I have RNASeq datasets composed of multiple treatments vs multiple control batches (i.e., each treatment has its own control). All samples however come from the same parent cell line, hence I believe I should be able to use the controls from other treatments -- in order to expand my n for controls and increase the robustness of the treatment vs control DE analysis. I have checked each control sample and they are wt (by calling SNPs) -- the treatments here are CRISPR introduction of mutations into the parent cell line. What is a good way to additionally check that all these controls could indeed by grouped together, besides exploratory PCA (checking to see that treatment vs control is on PC1 and not the different control batches)? How about doing DGE analysis only on controls and checking to see that the most variable genes there are not the genes identified in treatment vs control analysis? Any other checks?
When doing differential expression, you could include batch as an additional variable in your regression model ~ condition + batch. The regression model will at the same time help to control for batch effect, and also let you test which genes are differential expressed between batches.
The problem with conducting DE tests of our control samples against each other, is that there will undoubtedly be SOME differences between them. But how many is too many? If its only 3 genes, is that too many, what if its 30? Or 300?
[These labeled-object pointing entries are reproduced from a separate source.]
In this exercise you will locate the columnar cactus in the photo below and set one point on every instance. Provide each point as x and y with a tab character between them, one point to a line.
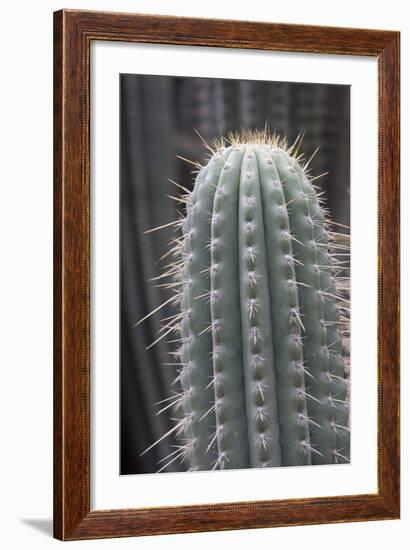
262	370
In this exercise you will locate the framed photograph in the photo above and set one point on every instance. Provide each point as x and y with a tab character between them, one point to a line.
226	275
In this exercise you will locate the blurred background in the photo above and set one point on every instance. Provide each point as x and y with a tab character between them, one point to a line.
158	118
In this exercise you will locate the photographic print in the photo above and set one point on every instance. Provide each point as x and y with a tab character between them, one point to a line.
234	269
204	198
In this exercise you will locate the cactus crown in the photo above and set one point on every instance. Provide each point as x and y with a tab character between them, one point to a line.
263	375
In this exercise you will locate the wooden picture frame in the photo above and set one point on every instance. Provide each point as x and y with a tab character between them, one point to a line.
74	32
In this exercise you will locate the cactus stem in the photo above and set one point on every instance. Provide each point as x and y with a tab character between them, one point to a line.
337	455
305	420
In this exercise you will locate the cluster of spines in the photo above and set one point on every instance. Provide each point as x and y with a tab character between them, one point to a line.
307	403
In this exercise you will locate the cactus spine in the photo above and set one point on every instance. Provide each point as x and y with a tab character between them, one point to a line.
262	371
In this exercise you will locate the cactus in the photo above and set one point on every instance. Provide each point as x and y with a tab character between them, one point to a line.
262	372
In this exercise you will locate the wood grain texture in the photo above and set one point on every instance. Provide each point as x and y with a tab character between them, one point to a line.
73	32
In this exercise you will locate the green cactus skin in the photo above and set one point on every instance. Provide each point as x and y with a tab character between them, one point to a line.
263	376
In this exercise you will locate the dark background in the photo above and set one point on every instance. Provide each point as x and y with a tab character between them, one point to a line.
158	115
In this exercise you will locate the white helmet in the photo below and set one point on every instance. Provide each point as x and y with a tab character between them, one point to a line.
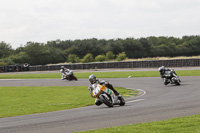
162	68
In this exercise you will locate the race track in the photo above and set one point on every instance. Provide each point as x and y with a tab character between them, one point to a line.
158	102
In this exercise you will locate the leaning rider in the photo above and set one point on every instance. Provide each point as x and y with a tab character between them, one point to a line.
162	71
64	71
93	80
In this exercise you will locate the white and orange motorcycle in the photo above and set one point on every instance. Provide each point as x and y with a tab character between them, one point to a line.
107	96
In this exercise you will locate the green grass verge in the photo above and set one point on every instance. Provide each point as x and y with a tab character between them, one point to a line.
26	100
189	124
124	74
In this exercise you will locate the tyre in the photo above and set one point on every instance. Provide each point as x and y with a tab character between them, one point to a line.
122	101
106	101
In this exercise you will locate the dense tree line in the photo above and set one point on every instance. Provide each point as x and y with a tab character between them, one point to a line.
89	50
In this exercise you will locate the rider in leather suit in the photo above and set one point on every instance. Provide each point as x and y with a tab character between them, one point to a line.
162	71
92	79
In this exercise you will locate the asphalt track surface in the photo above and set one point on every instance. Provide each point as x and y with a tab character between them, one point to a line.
158	102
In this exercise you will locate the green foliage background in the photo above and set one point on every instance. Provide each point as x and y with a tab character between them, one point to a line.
58	51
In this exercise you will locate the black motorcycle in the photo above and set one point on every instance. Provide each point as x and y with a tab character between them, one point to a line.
171	77
70	77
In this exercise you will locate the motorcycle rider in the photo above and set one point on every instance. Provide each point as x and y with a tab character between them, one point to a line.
93	80
64	71
163	71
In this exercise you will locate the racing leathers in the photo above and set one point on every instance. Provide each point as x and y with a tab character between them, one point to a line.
65	72
165	78
104	83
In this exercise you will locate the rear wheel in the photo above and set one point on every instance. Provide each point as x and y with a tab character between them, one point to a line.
122	101
107	101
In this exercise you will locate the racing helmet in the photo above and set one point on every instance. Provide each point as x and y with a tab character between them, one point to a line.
92	78
162	68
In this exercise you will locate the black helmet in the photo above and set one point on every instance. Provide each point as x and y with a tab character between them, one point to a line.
92	78
162	68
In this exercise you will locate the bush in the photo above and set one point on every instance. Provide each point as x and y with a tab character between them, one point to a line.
110	55
121	56
73	58
87	58
100	58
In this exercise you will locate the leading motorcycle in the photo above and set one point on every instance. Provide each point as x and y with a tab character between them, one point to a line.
171	77
107	96
70	76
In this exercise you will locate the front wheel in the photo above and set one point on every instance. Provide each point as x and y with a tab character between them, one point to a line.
122	101
107	101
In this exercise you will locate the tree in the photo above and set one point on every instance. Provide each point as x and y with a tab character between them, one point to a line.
121	56
5	50
110	55
73	58
87	58
100	58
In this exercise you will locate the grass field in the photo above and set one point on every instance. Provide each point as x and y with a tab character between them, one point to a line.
124	74
189	124
28	100
25	100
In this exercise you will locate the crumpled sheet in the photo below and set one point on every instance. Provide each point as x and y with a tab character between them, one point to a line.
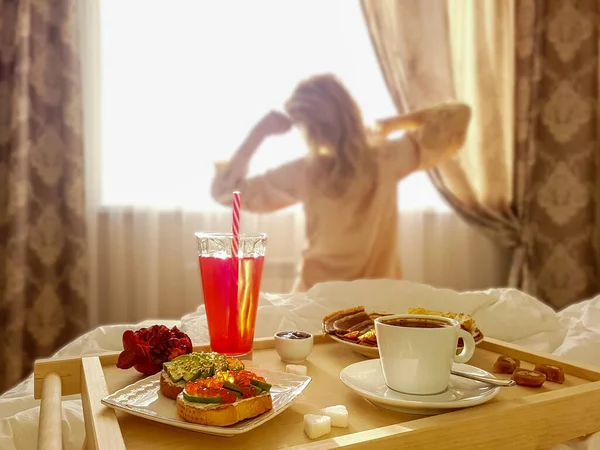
505	314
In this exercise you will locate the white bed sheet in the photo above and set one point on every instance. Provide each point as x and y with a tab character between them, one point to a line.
505	314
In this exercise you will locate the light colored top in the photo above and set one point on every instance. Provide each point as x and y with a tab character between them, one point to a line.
353	236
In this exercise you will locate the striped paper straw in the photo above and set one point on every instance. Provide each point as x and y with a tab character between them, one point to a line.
235	227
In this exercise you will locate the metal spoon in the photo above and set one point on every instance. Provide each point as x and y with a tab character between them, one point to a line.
488	380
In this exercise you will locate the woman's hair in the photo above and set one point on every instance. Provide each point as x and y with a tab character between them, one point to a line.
335	133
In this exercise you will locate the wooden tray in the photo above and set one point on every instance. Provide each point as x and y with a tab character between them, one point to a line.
518	417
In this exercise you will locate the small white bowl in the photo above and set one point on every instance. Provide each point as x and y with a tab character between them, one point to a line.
292	350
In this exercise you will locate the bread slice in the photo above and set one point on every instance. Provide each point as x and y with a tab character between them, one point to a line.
222	415
467	322
170	388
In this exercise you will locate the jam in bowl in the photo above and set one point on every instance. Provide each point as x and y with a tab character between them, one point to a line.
293	346
293	335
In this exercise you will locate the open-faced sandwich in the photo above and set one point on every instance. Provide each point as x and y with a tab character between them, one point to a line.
192	366
225	398
356	325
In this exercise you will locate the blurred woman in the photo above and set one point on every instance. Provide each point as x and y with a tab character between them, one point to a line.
347	182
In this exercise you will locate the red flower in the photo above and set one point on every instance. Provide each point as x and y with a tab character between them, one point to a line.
147	348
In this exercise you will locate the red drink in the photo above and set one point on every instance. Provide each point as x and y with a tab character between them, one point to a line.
230	306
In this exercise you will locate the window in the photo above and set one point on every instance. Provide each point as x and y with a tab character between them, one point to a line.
183	81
Probably the best solution here is instead of just using the pooled controls for a series of many DE analyses, instead encode the whole thing as a single model with one factor for treatment and one factor for "batch", where a batch refers to a pair of treatment and control, so for two treatments with 2 reps your design table might look like:
Sample Treatment Batch
1 Control batch1
2 Control batch1
3 Treat1 batch1
4 Treat1 batch1
5 Control batch2
6 Control batch2
7 Treat2 batch2
8 Treat2 batch2
And the design formula ~ 0 + Batch + Treatment. The model will then attempt to correct for any pair specific differences (that is effects that are shared between control and treatment for any particular pair, but not with other pairs).
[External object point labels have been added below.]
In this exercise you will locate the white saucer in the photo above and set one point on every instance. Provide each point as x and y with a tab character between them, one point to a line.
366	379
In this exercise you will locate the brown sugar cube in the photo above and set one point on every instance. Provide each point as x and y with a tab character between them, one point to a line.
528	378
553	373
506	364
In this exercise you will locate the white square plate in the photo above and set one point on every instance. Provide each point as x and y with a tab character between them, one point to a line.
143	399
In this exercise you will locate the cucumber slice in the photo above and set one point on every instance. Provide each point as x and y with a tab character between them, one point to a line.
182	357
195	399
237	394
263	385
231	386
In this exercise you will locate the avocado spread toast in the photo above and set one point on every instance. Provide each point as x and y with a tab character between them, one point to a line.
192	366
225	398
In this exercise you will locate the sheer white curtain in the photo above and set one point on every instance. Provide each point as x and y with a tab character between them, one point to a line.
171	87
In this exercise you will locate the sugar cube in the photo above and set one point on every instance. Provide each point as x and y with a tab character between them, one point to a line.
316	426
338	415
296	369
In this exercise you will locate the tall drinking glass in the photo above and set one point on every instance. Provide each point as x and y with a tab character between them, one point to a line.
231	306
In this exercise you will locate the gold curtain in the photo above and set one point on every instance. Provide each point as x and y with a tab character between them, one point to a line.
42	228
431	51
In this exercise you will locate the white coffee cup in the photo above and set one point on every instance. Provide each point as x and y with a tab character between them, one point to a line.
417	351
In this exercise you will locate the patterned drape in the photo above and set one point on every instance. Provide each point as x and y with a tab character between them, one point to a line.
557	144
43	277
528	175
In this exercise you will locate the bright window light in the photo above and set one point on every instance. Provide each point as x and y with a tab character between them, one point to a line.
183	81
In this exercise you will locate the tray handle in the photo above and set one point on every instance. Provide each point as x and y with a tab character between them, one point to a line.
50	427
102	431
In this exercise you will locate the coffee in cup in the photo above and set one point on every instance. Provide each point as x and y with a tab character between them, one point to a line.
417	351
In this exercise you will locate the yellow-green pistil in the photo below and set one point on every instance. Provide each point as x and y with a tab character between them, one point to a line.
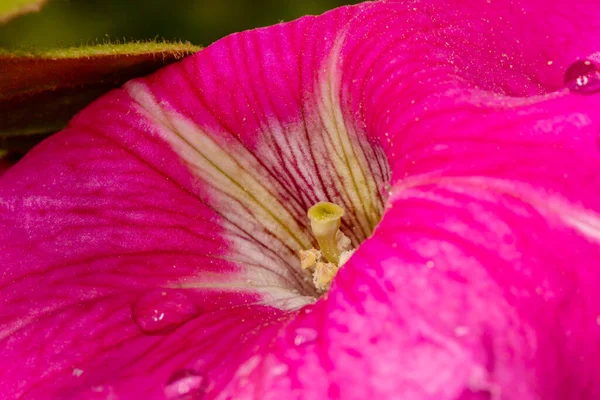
325	219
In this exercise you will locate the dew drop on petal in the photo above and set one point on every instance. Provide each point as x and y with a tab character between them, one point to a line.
184	384
163	310
583	76
305	336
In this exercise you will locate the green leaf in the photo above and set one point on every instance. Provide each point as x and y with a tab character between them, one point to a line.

I think this is the eventual goal, to conduct signature discovery using treatments vs controls, and correcting for batches. But the question is whether to do a pre-analysis step of asking whether lumping controls together makes sense and creates a signal beyond the treatment vs control signal (and ideally it doesnt)
Since you are adding batch to the regression formula, you can use a contrast to test which genes change between certain batches. That will probably be one of the better indicators of batch effect.
When doing differential expression, you could include batch as an additional variable in your regression model
~ condition + batch
. The regression model will at the same time help to control for batch effect, and also let you test which genes are differential expressed between batches.